This center is a collaboration among five investigators, three from
structural computational biology and two from mathematics,
statistics, and computer science. The goal of this project is to
improve the accuracy of comparative modeling with the Rosetta program. Some of the resources developed from this project are available from this page.
Conformation-dependent library for backbone geometry in proteins
This library contains information on the variation of backbone bond angles and bond lengths as a function of the backbone dihedral angles phi and psi. For some parameters, there is a systematic variation with phi or psi or both. This study was initiated by P. Andrew Karplus at Oregon State University. We performed kernel regression analysis to produce smoothly varying regression values for bond lengths and bond angles on phi and psi.
You can download the conformation-dependent backbone geometry library in an uncompressed, text format or in a zip archive. The text format is both human- and computer-friendly. The library file has Quick-Start information in its header.
The publication of this work can be found at Conformation Dependence of Backbone Geometry in Proteins, Structure, 2009 and its supplemental figures here.

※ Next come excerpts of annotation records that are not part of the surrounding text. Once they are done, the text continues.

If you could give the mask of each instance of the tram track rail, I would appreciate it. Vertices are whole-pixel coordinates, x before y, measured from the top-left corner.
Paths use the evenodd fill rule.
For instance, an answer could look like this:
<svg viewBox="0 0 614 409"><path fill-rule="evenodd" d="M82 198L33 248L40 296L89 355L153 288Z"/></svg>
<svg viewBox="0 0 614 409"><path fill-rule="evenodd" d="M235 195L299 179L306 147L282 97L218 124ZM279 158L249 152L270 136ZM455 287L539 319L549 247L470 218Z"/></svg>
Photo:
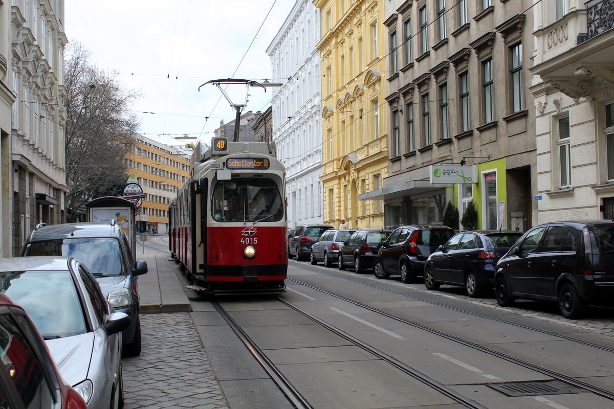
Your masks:
<svg viewBox="0 0 614 409"><path fill-rule="evenodd" d="M334 277L335 278L339 278L339 277L338 277L336 276L331 276L331 277ZM610 392L609 391L602 389L600 388L598 388L597 386L595 386L594 385L590 384L587 383L586 382L583 382L582 381L579 381L579 380L577 380L577 379L575 379L574 378L572 378L570 377L568 377L567 375L565 375L565 374L561 373L559 373L559 372L556 372L555 371L551 370L548 369L546 368L544 368L544 367L540 367L540 366L538 366L538 365L534 365L534 364L531 364L530 362L523 361L521 359L519 359L518 358L515 358L514 357L512 357L511 356L507 355L506 354L503 354L503 353L498 352L497 351L494 351L493 350L491 350L490 348L486 348L486 347L483 346L482 345L480 345L476 344L475 343L471 342L469 342L469 341L467 341L467 340L464 340L464 339L462 339L461 338L459 338L458 337L456 337L454 335L450 335L449 334L446 334L446 333L443 332L442 331L440 331L438 330L430 328L430 327L428 327L427 326L425 326L424 324L420 324L419 323L417 323L417 322L415 322L415 321L411 321L411 320L409 320L409 319L406 319L405 318L403 318L402 317L399 317L398 316L394 315L393 314L391 314L389 313L387 313L387 312L386 312L385 311L383 311L382 310L380 310L379 308L376 308L373 307L371 307L370 305L368 305L368 304L360 302L359 301L356 301L355 300L352 300L352 299L348 298L348 297L346 297L344 296L342 296L341 294L337 294L337 293L335 293L335 292L333 292L329 291L328 290L325 290L325 289L322 289L322 288L318 288L318 287L317 287L316 286L314 286L314 285L312 285L311 284L308 284L307 283L304 283L303 281L301 281L300 280L295 280L295 279L293 279L293 278L287 278L287 281L291 281L295 282L295 283L296 283L297 284L300 284L301 285L305 286L306 287L311 288L312 289L314 289L314 290L316 290L317 291L320 291L320 292L322 292L324 294L327 294L327 295L328 295L328 296L329 296L330 297L333 297L336 298L337 299L340 299L340 300L341 300L344 301L346 302L350 303L351 304L356 305L357 307L363 308L365 308L366 310L368 310L369 311L371 311L372 312L375 312L376 313L380 314L380 315L383 315L384 316L386 316L386 318L390 318L390 319L394 319L394 320L395 320L397 321L402 323L405 324L406 325L409 325L410 326L412 326L412 327L416 327L416 328L418 328L418 329L421 329L422 331L427 331L427 332L430 332L430 333L431 333L431 334L432 334L433 335L437 335L438 337L441 337L442 338L444 338L449 340L451 341L458 343L461 344L462 345L464 345L465 346L471 348L472 348L473 350L479 351L480 352L481 352L481 353L486 353L486 354L488 354L491 355L492 356L494 356L494 357L496 357L497 358L507 361L508 362L511 362L513 364L520 365L520 366L521 366L523 367L524 367L524 368L526 368L526 369L534 370L534 371L535 371L535 372L536 372L537 373L542 373L542 374L545 375L546 376L550 377L551 377L551 378L553 378L554 380L559 380L559 381L566 383L567 383L569 384L573 385L573 386L575 386L577 388L581 388L581 389L585 389L585 390L586 390L586 391L590 391L590 392L595 394L597 396L600 396L600 397L605 398L607 399L609 399L610 400L614 400L614 393L613 393L612 392ZM379 289L381 289L381 288L379 288L379 287L377 287L377 288L378 288ZM385 289L384 289L384 291L386 291ZM393 291L393 292L394 292ZM401 294L401 293L399 293L399 294ZM279 298L279 299L282 300L282 299L281 299L279 297L278 297L278 298ZM425 302L429 302L429 303L431 303L431 304L433 304L431 301L429 301L429 300L423 300L423 301L425 301ZM284 304L286 304L289 306L292 306L291 303L289 303L287 302L286 302L285 300L282 300L282 302L284 302ZM448 305L443 305L443 304L441 305L441 306L444 307L445 308L451 308L451 307L449 307ZM292 308L295 308L295 309L296 309L295 307L292 307ZM462 312L465 312L465 311L464 311L462 310L458 309L458 308L451 308L451 309L456 310L457 311L461 311ZM486 317L486 316L480 316L480 315L476 315L478 316L484 316L484 318L489 318L489 317ZM313 318L312 318L312 319L313 319ZM316 318L316 319L319 320L319 319L317 319L317 318ZM510 325L516 325L513 323L507 322L507 321L505 321L505 320L497 319L497 321L499 321L500 322L505 323L506 324L510 324ZM327 324L327 325L328 325L328 324ZM596 344L593 344L592 343L586 343L586 342L580 342L580 340L575 340L573 338L570 338L570 337L565 337L565 336L559 335L559 334L552 333L552 332L549 332L548 331L543 331L543 330L535 329L531 328L530 327L528 327L528 326L521 326L521 327L523 327L524 328L526 328L526 329L529 329L529 330L533 330L533 329L534 329L535 331L538 331L538 332L540 332L541 333L546 334L550 334L550 335L551 335L552 336L561 337L561 338L564 338L564 339L567 339L569 338L569 340L576 341L576 342L578 342L579 343L582 343L583 345L588 345L588 346L594 346L596 348L599 348L600 349L605 350L607 350L607 351L610 351L610 352L614 352L614 351L613 351L611 348L607 348L607 347L601 347L601 348L600 348L601 346L599 346L599 345L596 345ZM460 402L459 402L459 403L460 403ZM467 407L473 407L468 406Z"/></svg>

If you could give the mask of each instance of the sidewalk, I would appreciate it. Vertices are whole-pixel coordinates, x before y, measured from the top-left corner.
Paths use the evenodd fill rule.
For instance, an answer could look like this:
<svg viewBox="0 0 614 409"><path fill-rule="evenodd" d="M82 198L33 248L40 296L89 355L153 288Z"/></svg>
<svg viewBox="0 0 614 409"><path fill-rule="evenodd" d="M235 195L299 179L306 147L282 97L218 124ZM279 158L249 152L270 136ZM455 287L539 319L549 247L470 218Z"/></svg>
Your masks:
<svg viewBox="0 0 614 409"><path fill-rule="evenodd" d="M137 254L147 262L149 271L138 278L141 314L190 312L192 307L175 275L178 265L163 254Z"/></svg>

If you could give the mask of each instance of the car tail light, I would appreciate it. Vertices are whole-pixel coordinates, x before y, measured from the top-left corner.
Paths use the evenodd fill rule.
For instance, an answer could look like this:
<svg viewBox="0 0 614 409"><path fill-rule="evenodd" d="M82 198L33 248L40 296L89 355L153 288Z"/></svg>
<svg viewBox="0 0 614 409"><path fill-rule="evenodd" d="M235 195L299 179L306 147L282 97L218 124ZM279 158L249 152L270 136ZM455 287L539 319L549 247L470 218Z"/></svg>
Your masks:
<svg viewBox="0 0 614 409"><path fill-rule="evenodd" d="M87 409L85 401L79 392L72 388L68 388L66 401L64 403L63 409Z"/></svg>
<svg viewBox="0 0 614 409"><path fill-rule="evenodd" d="M489 258L500 258L501 254L499 253L495 253L494 251L482 251L479 254L478 254L478 258L480 259L489 259Z"/></svg>
<svg viewBox="0 0 614 409"><path fill-rule="evenodd" d="M418 241L418 234L419 234L420 231L416 230L414 232L413 235L411 236L411 239L410 240L410 243L407 245L407 250L410 253L416 254L416 242Z"/></svg>

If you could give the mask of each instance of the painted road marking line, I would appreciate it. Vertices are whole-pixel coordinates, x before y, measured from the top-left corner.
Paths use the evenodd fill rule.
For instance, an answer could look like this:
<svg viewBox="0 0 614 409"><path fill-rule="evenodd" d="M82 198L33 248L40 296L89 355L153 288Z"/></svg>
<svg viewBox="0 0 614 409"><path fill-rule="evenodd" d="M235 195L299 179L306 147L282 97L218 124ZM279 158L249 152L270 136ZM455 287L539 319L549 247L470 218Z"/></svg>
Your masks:
<svg viewBox="0 0 614 409"><path fill-rule="evenodd" d="M289 291L292 291L292 292L296 292L296 293L297 293L297 294L298 294L299 296L303 296L303 297L305 297L305 298L306 298L306 299L309 299L309 300L315 300L315 299L315 299L315 298L314 298L313 297L309 297L309 296L308 296L307 294L303 294L302 292L300 292L297 291L297 290L295 290L295 289L292 289L292 288L290 288L290 287L286 287L286 289L288 290Z"/></svg>
<svg viewBox="0 0 614 409"><path fill-rule="evenodd" d="M332 310L333 311L335 311L335 312L339 313L340 314L343 314L346 316L348 316L350 318L352 318L352 319L356 319L358 322L359 322L359 323L360 323L362 324L364 324L365 325L371 327L371 328L375 328L375 329L376 329L378 331L381 331L382 332L384 332L384 334L387 334L389 335L390 335L391 337L394 337L395 338L397 338L400 339L400 340L404 340L404 339L405 339L405 338L403 338L401 335L398 335L398 334L395 334L392 331L389 331L387 329L384 329L384 328L382 328L381 327L378 327L378 326L375 325L375 324L371 324L371 323L369 323L368 321L366 321L364 319L361 319L360 318L359 318L357 316L352 315L351 314L348 314L348 313L346 313L346 312L345 312L344 311L341 311L341 310L338 310L338 309L333 308L332 307L330 307L330 309Z"/></svg>
<svg viewBox="0 0 614 409"><path fill-rule="evenodd" d="M437 355L439 357L443 358L446 361L449 361L453 364L456 364L456 365L458 365L460 367L462 367L463 368L465 368L465 369L468 369L469 370L473 372L475 372L476 373L478 373L478 375L484 377L484 378L488 378L488 379L492 379L493 380L499 380L499 381L501 380L500 378L497 378L497 377L493 375L489 375L488 373L484 373L483 371L482 371L480 369L478 369L475 367L472 367L468 364L465 364L462 361L459 361L458 359L454 359L454 358L448 356L448 355L446 355L445 354L440 354L439 353L436 352L433 353L433 354Z"/></svg>
<svg viewBox="0 0 614 409"><path fill-rule="evenodd" d="M546 403L551 408L554 408L554 409L569 409L566 406L563 406L562 405L559 405L556 402L553 402L550 399L546 399L545 397L542 397L541 396L535 396L535 400L540 402L542 403Z"/></svg>

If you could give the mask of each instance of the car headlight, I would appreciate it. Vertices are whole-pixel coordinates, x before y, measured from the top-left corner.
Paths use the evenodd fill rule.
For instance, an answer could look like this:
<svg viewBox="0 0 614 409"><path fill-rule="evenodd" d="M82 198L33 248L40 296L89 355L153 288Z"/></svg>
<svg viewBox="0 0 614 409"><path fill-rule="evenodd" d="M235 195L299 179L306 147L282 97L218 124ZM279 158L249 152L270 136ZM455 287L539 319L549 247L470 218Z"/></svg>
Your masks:
<svg viewBox="0 0 614 409"><path fill-rule="evenodd" d="M126 307L132 304L132 296L127 288L120 288L112 292L109 293L109 302L111 303L113 308L118 307Z"/></svg>
<svg viewBox="0 0 614 409"><path fill-rule="evenodd" d="M243 256L246 259L252 259L256 256L256 249L252 246L247 246L243 249Z"/></svg>
<svg viewBox="0 0 614 409"><path fill-rule="evenodd" d="M86 379L81 383L78 383L72 388L81 396L81 397L84 399L86 403L90 403L91 394L94 392L94 384L91 383L91 381Z"/></svg>

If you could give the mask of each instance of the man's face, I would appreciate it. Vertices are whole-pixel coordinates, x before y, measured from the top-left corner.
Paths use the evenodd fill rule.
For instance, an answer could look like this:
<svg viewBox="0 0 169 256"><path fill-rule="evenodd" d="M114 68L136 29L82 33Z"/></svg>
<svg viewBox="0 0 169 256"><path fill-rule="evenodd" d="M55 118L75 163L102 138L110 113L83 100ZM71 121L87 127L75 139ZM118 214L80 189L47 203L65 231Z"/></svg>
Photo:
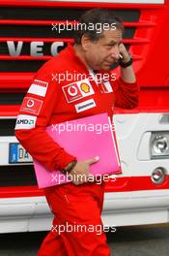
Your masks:
<svg viewBox="0 0 169 256"><path fill-rule="evenodd" d="M86 42L84 56L86 63L94 70L109 70L119 59L119 45L122 43L122 31L119 29L103 32L97 42Z"/></svg>

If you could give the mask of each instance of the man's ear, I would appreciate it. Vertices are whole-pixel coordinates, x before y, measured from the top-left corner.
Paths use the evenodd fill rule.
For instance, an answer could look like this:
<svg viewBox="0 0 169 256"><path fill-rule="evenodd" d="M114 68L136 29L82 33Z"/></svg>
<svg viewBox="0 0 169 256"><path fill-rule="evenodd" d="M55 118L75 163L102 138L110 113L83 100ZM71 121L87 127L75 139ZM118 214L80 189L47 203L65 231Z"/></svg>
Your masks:
<svg viewBox="0 0 169 256"><path fill-rule="evenodd" d="M81 47L83 50L88 50L88 48L91 47L91 41L89 40L88 36L83 35L81 38Z"/></svg>

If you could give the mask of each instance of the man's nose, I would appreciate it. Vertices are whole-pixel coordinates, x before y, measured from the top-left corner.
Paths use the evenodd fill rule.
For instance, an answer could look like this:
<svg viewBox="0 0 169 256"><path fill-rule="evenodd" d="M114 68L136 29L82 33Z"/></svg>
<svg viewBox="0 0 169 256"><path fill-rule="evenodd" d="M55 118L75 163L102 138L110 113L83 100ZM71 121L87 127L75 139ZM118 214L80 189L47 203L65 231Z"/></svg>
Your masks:
<svg viewBox="0 0 169 256"><path fill-rule="evenodd" d="M111 52L111 56L113 58L119 59L119 54L120 54L119 46L114 47L113 49L112 49L112 52Z"/></svg>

For more information and details please visit our collaborator's websites:
http://proteingeometry.sourceforge.net and http://pgd.science.oregonstate.edu.
Abstract:
Protein structure determination and predictive modeling have long been guided by the paradigm that the peptide backbone has a single, context-independent ideal geometry. Both quantum-mechanics calculations and empirical analyses have shown this is an incorrect simplification in that backbone covalent geometry actually varies systematically as a function of the phi and psi backbone dihedral angles. Here, we use a nonredundant set of ultrahigh-resolution protein structures to define these conformation-dependent variations. The trends have a rational, structural basis that can be explained by avoidance of atomic clashes or optimization of favorable electrostatic interactions. To facilitate adoption of this paradigm, we have created a conformation-dependent library of covalent bond lengths and bond angles and shown that it has improved accuracy over existing methods without any additional variables to optimize. Protein structures derived from crystallographic refinement and predictive modeling both stand to benefit from incorporation of the paradigm.
Center for New Methods for High-Resolution Comparative Modeling
This center is funded
under grant P20 GM76222 from the National Institutes of Health under the National
Institute for General Medical Sciences, as part of the Protein Structure Initiative
(PSI2).
The investigators involved in this project are:
- Roland Dunbrack, Institute for Cancer Research, Fox Chase Cancer Center, Philadelphia PA
- David Baker, Department of Biochemistry, University of Washington, Seattle WA
- Jay Ponder, Department of Bioehemistry, Washington University, St. Louis, MO
- Michael I. Jordan, Departments of Statistics and of Electrical Engineering and Computer Sciences, University of California, Berkeley CA
- Paul Tseng, Department of Mathematics, University of Washington, Seattle WA
The project is centered on improving the Rosetta program, developed by the Baker group, for the purpose
of comparative modeling based on homologous templates. This is being accomplished by the development
of better statistical potentials for the backbone and side chains using Bayesian non-parametric methods (Dunbrack and Jordan),
modern methods for local and global optimization of functions (Tseng), and
high-accuracy polarizable force fields and solvation models (Ponder). The project will be based on
extensive benchmarking on realistic modeling situations.